I noticed while reading the news on the CBC (Canadian Broadcasting Corporation) that ublock origin blocked 11 domains from making a connection which struck me as odd. Why was Canada’s national news organization trying to leverage 11 dubious services while i read the news? Before jumping the gun, I figured I’d also check other private and public news and news-like organizations if they too were aggressively using trackers and privacy-invasive ad networks to harvest user data and thats what started my adventure down the rabbit hole of researching the pervasiveness of trackers across news agencies and media companies.

If you’re asking why they need this data, they probably don’t. It’s a pervasive myth across the tech industry that every morsole of user-related data is valuable and required to maximize a products potential. These days, virtually every modern company, personal site, or random blog uses software that relentlessly collects personal user data. The reality is having some analytics is actually really important but only to a point, its pretty obvious that an author of something would want to know if people are actually reading their work.

However, that’s not necessariy the only reason this data is collected. Ads are a moneization stragey companies employe to keep their content free (unless you’re Amazon or Netflix, which use them to subsidize premium subscribtion fees). This changing the equation a little, the motivation for the organization is now to sell ads, and ad networks want every bit of data related to the user that’s seeing it. This means that in order to have ads, you’d also need to colllect a lot of data.

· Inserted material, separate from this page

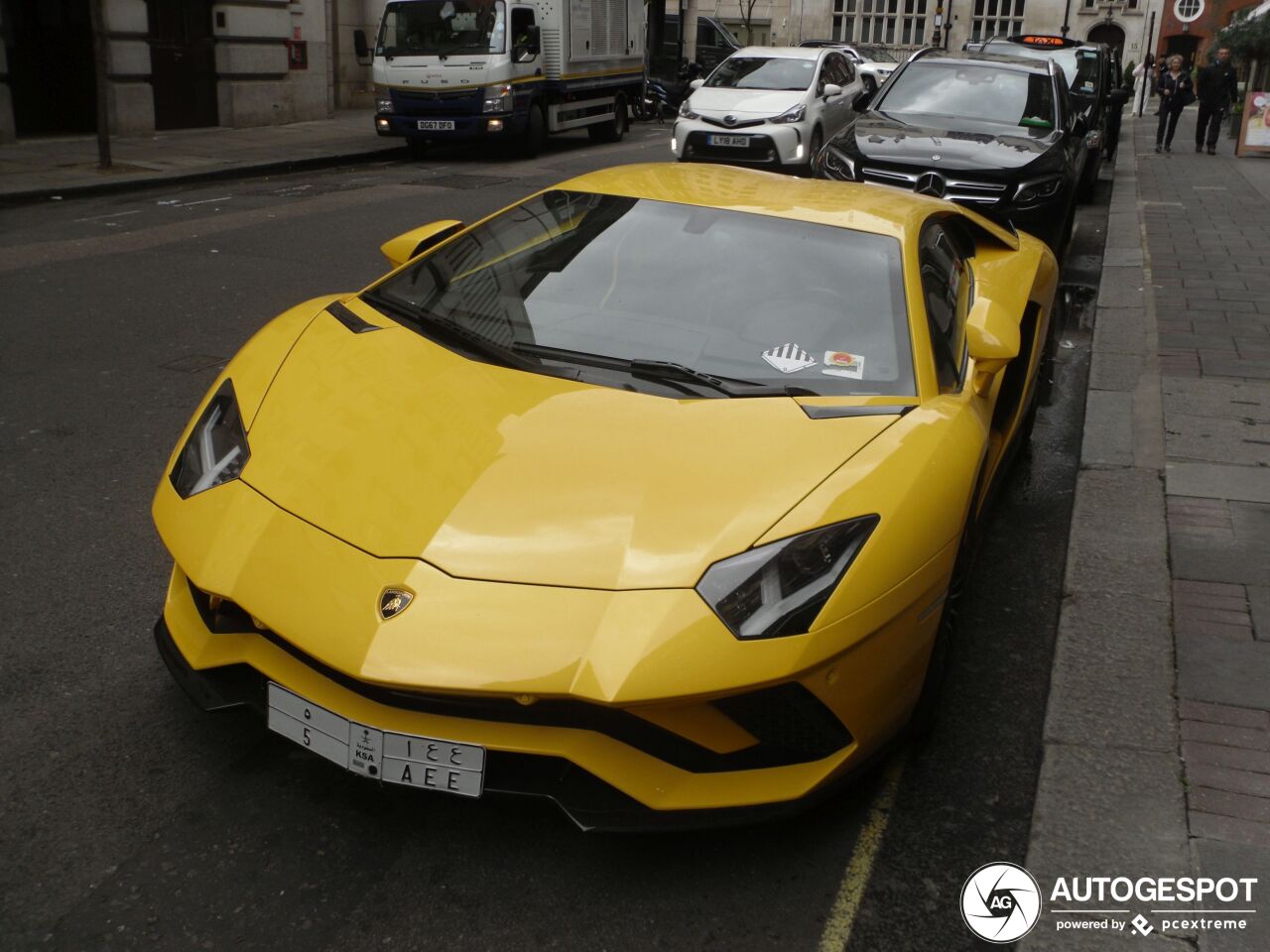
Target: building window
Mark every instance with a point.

And that’s not even the worst of it. Some companies might have ads, but also then collect and sell the very data their collecting on their own users directly to data brokers for additional profit. This is where the data privacy issues kick into overgear, and often what people mean when they say “if you don’t pay for the product, you are the product”. Data brokers represent (If you’re curious, this very blog uses GoatCounter, a very lightweight, user-privacy respecting analytics platform). Even as regulations across the globe rollout, it’s often underpowered, under-enforenced or otherwise fractured and unable to keep up with the global nature of data harvesting across the internet. It

Most reputable companies will have a privacy policy, terms of service, EULA (end-user licence agreement) or other legal document that outlines the nature of the data being collected. These documents are often produced solely to reduce liability that come from the aformentioned regulations, not for the user’s benefit. And that’s why a lot of companies produce these documents in a hard-to-understand legaleze type language which would leave any normal person confused or otherwise unable to parse what exactly is happening. Fortunately, not all organizations hate their userbase that much and provide relatively straightforward privacy notices (like the CBC, for example, which spells out their data collection rational in plain english).

With all that in mind, lets get back to the research - I’ll leave it to the reader to decide if they believe the exchange of insane amounts of personal data for the service is reasonable.

Screenshot of uBlock Origin readout on CBC

First, in case the adblocker in question isn’t familiar, uBlock origin is a free and open source web extension that aims to block ads, trackers and privacy-infrining services from harvesting user data as they browser websites among other things. A website can embed other web services into their experience that take actions while the user accesses that website. This is generally very useful, as it lets website builders to use other tools like load content from across the internet. However, it also enables ad networks and other data harvesters to easily track user behaviour across websites.

The Research

I checked a couple of other Canadian news agencies online to build up some initiution and it became obvious the CBC wasn’t going to be the worst offender - Global News and CTV also had 18 and 10 blocked domains and I’d reckon there are worse actors out there. Each site loaded a bunch of ad network services, user interaction tracking, and plenty of other marketing/product related software that provides the companies the lowest level analytics into user behaviour on their platform. I also realized that I’d need to shore up my own data collection efforts of these trackers to provide any sort of concrete understanding of the state of news agencies data collecting practices. You see, not all trackers are equal and just gut-checking blocked domains isn’t particularly interesting. Plus, manually analysizing even a fews websites would be slow and prone to mistakes.

So I built out an automated tracker checker that scans and processes a list of sites, and then compiles all the raw data into a human digestible analysis on the sites. I called the project autotracko which is available on Github and has more details of how the actual mechanics work. The high level is it leverages a headless browser with a bunch of NodeJS code to load a list of domains, find what requests the pages make, then crosscheck the request domains to a tracker blocklist from DuckDuckGo which provides an up-to-date list of suspected trackers.

After running through the list, there are a couple scripts to automatically compile interesting statistics from the raw results and provide insights of what types of trackers are commonly used, which sites use what trackers, and other geographic data, like what countries news agency use the most trackers. There’s also a dashboard if you’re interested in exploring the data visually.

Whats next

And since I was investigating news agencies, I acted like a journalist and sent a request to the CBC asking for clarity in their data policies to get their side of the story.